Riesige schwimmende Solarinseln auf dem Meer, die genügend Energie produzieren, um einen CO2-neutralen
globalen Güterverkehr zu ermöglichen – was wie «Science Fiction» klingt
haben Forschende der ETH Zürich, des Paul Scherrer Instituts (PSI), der
Empa, der Universitäten Zürich, Bern und der National University of
Science and Technology (NTNU) Trondheim nun erstmals durchgerechnet, wie
sie in der jüngsten Ausgabe der Fachzeitschrift «Proceedings of the
National Academy of Sciences» (PNAS) schreiben.
So könnten die schwimmenden Solarinseln aussehen. Auf dem Schiff links
befänden sich alle notwendigen Anlagen zur Produktion von Methanol.
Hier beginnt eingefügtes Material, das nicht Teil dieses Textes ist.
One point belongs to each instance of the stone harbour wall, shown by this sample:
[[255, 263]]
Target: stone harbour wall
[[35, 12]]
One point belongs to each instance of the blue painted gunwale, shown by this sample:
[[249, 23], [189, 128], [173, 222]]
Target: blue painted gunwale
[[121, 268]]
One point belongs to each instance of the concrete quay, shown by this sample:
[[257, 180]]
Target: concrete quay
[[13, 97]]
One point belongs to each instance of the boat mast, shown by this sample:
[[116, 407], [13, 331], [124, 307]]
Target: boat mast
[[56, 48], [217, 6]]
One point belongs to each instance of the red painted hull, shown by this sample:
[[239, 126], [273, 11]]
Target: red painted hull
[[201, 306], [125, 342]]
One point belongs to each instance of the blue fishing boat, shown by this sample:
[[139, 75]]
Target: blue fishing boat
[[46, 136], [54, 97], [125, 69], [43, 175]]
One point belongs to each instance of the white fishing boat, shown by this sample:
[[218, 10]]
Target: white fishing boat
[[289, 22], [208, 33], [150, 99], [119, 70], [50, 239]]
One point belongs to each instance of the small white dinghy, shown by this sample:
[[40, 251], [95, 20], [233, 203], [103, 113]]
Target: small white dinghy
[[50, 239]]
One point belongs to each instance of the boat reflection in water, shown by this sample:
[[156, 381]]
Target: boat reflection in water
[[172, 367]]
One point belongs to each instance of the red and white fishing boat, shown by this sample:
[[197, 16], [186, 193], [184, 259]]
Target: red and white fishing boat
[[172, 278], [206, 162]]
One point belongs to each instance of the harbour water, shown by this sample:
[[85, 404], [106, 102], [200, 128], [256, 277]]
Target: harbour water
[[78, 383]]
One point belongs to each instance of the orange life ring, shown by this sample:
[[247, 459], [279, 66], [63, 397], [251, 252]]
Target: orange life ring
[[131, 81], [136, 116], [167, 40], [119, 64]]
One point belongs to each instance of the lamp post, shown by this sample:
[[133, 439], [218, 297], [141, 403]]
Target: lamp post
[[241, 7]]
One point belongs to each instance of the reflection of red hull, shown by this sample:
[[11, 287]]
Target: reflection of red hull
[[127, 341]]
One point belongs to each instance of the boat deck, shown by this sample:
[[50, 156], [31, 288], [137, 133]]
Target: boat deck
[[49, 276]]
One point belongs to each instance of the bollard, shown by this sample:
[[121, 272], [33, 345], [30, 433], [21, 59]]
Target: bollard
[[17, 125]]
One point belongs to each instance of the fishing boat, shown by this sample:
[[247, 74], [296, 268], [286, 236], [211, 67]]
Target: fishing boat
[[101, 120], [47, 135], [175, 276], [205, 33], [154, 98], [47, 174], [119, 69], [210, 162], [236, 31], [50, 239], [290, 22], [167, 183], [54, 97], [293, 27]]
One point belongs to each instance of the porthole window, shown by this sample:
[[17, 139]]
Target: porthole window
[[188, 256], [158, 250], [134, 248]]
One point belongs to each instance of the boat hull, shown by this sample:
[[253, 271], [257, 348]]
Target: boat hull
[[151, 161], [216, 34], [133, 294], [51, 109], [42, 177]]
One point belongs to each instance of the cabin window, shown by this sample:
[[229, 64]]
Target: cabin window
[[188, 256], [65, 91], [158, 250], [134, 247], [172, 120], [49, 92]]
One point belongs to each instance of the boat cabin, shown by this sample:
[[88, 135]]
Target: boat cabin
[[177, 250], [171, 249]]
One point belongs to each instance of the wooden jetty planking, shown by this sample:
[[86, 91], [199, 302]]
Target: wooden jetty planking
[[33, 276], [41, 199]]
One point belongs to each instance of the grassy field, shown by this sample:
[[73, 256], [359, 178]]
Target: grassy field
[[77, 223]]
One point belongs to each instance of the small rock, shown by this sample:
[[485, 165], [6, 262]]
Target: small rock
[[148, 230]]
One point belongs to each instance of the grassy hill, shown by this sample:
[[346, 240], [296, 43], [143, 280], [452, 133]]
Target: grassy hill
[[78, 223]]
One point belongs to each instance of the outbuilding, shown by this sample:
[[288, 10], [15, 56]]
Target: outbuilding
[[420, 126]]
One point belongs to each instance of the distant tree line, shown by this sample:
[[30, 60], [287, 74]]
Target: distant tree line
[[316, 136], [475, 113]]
Visualisierung: Novaton |
Forschende der ETH Zürich, des PSI und der Universitäten Zürich, Bern und der Norwegischen Universität für Forschung und Technologie (NTNU) haben gemeinsam mit einem Team der Empa diese Idee durchgerechnet und zeigen in ihrer Studie auf, das solare Methanol-Inseln langfristig genügend Treibstoff produzieren könnten, um die gesamte Mobilität CO2-neutral zu gestalten – weltweit. Inmitten der Ozeane soll aus Solarenergie (und Wasser) Wasserstoff (H2) hergestellt werden, der dann vor Ort mit aus dem Meerwasser gewonnenen CO2 zu Methanol umgewandelt wird. Dazu analysierten die Forschenden detailliert ein Szenario, das zwar noch rein hypothetisch scheint, aber bereits die Planungsgrundlagen für eine mögliche Umsetzung bietet. Ihre Resultate präsentieren sie kürzlich in der Fachzeitschrift «Proceedings of the National Academy of Sciences» (PNAS).
Ausgangspunkt
der Idee sind Solarinseln, also schwimmende Plattformen, ausgestattet
mit Photovoltaikanlagen. Da aber Solarstrom nicht gespeichert und von
dort nur schlecht abtransportiert werden kann, macht ein Solarkraftwerk
auf dem Meer keinen Sinn. Allerdings kann man aus Kohlendioxid und
Wasserstoff flüssiges Methanol (CH3OH), aber auch gasförmiges Methan (CH4)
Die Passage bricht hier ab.